Sicher waren Berge vor hundert Jahren - auch wenn sie hier mehr durch Perspektiv-Tricks oder im Detail einer Felswand, eines Gipfels oder Grates entstehen - noch einmal heiliger in den Augen der Menschen als heute aber dennoch wirkt diese amerikanische Perspektive mit Wendungen wie „Thus, the Mountain had spoken“ überhöhend. In ihr werden besonders der Südtiroler Sepp und etwas auch die italienischen Figuren zu einer exotischen Projektionsfläche. Ohnehin sollten unsere Identifikationsfiguren als Zuseher historisch wohl eher die beiden amerikanischen Touristen, die Armstrongs, ein Ehepaar, sein.
Robert, ein amerikanischer Chirurg, der zum puritanischen Moralkodex der Zeit passt und seine in unerfüllter Liebe sich verzehrend dahinschmachtende Frau, Margaret, die als Figur wesentlich spannender ist als er.

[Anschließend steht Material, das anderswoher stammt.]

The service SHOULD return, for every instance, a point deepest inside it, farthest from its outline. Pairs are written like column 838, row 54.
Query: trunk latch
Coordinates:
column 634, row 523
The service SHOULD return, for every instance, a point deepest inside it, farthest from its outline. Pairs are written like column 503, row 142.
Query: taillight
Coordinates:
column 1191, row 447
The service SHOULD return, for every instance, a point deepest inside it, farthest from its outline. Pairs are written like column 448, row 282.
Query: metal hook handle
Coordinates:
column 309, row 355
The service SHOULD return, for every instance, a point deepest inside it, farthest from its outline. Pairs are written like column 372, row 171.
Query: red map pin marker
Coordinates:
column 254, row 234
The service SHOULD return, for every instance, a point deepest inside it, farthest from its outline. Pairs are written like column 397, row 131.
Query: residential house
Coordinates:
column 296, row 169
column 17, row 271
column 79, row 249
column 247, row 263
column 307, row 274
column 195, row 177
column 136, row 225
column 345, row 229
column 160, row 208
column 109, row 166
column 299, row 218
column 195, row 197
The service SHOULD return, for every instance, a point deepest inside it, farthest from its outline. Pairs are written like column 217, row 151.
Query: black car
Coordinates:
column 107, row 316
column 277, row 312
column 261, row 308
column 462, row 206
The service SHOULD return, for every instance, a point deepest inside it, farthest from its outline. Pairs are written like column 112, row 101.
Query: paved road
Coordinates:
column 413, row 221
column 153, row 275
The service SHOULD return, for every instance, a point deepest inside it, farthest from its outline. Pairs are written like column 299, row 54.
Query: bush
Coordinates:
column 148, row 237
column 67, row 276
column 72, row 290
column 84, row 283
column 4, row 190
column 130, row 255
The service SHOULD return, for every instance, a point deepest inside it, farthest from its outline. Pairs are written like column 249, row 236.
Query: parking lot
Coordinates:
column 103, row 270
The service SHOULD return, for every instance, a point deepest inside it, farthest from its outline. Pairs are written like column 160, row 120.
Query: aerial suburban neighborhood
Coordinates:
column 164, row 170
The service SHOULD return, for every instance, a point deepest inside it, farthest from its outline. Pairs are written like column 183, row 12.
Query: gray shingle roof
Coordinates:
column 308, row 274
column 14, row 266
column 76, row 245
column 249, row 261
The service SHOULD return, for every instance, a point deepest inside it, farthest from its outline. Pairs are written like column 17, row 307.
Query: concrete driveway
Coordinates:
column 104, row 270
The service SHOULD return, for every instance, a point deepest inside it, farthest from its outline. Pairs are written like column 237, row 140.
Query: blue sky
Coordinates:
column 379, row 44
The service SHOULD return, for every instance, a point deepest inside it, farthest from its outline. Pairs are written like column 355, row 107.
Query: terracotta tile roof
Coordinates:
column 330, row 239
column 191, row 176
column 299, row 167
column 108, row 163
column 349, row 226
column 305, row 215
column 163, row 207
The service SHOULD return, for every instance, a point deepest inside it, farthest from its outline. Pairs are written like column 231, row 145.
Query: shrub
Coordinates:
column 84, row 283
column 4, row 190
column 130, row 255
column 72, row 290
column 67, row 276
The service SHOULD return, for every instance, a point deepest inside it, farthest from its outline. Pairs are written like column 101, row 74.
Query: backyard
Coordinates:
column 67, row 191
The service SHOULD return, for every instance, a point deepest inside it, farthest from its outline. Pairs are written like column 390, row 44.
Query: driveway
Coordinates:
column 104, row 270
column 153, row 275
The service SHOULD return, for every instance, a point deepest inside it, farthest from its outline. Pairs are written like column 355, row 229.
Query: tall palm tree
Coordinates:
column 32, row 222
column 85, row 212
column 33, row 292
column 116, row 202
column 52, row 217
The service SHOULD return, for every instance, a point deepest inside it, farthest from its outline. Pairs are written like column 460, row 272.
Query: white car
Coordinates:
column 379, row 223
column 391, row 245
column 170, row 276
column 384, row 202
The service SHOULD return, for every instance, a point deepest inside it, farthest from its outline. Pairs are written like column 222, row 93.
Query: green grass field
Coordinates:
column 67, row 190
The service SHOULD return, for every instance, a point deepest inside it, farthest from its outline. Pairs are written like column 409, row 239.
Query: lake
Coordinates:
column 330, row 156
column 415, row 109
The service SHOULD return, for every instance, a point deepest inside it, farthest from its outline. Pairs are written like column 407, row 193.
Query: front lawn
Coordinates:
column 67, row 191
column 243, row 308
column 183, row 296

Zu Fuße der Dolomiten treffen die Urlauber auf den Provinzcasanova, den von Stroheim spielt, den Österreichischen Leutnant. Schnell entsteht überraschend nuancierte Spannung zwischen den beiden Männern, die von Stroheim ambivalent aufgreift und uns in der restaurierten Fassung mit Männern konfrontiert, die wesentlich schlechter wegkommen als unsere Protagonistin Margaret. Diese erscheint uns zwar nicht gleichgestellt mit den Männern, doch es ist klar, dass ihr die Sympathie der Kamera ganz gehört. Schön ist, dass der Film das aus heutiger Sicht als toxisch einzustufende Verhalten der beiden „Husbands“, auch wenn diese ungeschoren davonkommen, zumindest nicht gutheißt.
Nach einem Ende, das wenig überzeugend und glatt ist, weil es noch einmal den moralischen Sollzustand der Zeit erreichen muss - Sepp ex machina sei dank, er löst alle Probleme - bleibt ein Abend der musikalisch spannend und technisch einwandfrei umgesetzt wurde. Die Musiker waren konzentriert bei der Arbeit und nahmen sich dabei auch für den einen oder anderen akustischen Gag Zeit um auch zu unterhalten und Spannung wo angemessen wieder zu lösen. Es bleiben große Bilder und Emotionen in Erinnerung, die trotz Debüt-Status des Werkes einen sehr charakteristischen Regieschriftzug aufweisen. Nachdenklich stimmt, wie viel man nach 1919 vom Gezeigten noch kennt.
So, aber auch nur wirklich so, lässt man sich eine Nabelschau - die eigentlich geographisch keine ist - gefallen: Aus einer neuen, in diesem Fall alten Perspektive.
Noch bis kommenden Sonntag, 21. April bietet das Bolzano FIlmfestival Bozen sein Programm online, oder vor Ort in Papierform an. Rund 100 Titel sind heuer bei 80 Aufführungsterminen zu sehen.